O'Driscoll wrote nine books of poetry, three chapbooks, and two collections of essays and reviews. The majority of his works were characterised by the use of economic language and the recurring motifs of mortality and the fragility of everyday life. As he aged, O'Driscoll's works became more fluid and thoughtful as well as more frequent, and, according to some sources, like Alan Brownjohn of The Sunday Times for instance, even though he is younger than some of the poetic greats, "at best he is already their equal."[9] Originally published as a pamphlet, his sonnet poem "The Bottom Line" is considered his hallmark work.[10]
In 1987, he temporarily became a writer-in-residence at the National University of Ireland. He has also served as editor of Poetry Ireland Review, as well as of two textbook anthologies entitled The Bloodaxe Book of Poetry, and Quote Poet Unquote.
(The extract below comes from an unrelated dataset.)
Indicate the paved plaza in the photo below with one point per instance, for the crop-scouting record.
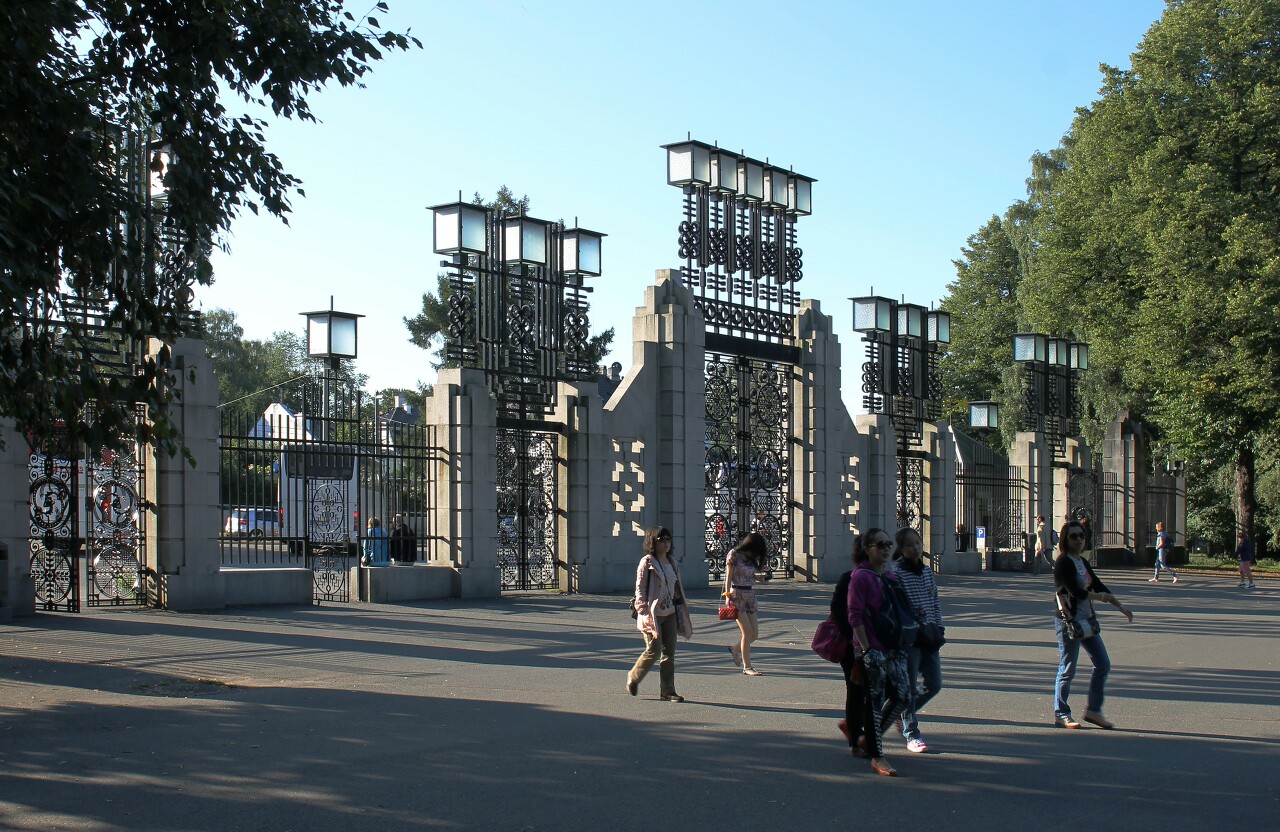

O'Driscoll published a collection of literary criticism entitled Troubled Thoughts, Majestic Dreams, which contains a selection of his essays and reviews. A new collection of his essays, The Outnumbered Poet from Gallery Press was published in 2013. Stepping Stones: Interviews with Seamus Heaney, an acclaimed 500-page volume of his interviews with 1995 Nobel Prize in Literature recipient, Seamus Heaney, was published in 2008. He served as a judge for the Griffin Poetry Prize in 2009. He was the editor of A Michael Hamburger Reader, published by Anvil Press in 2013.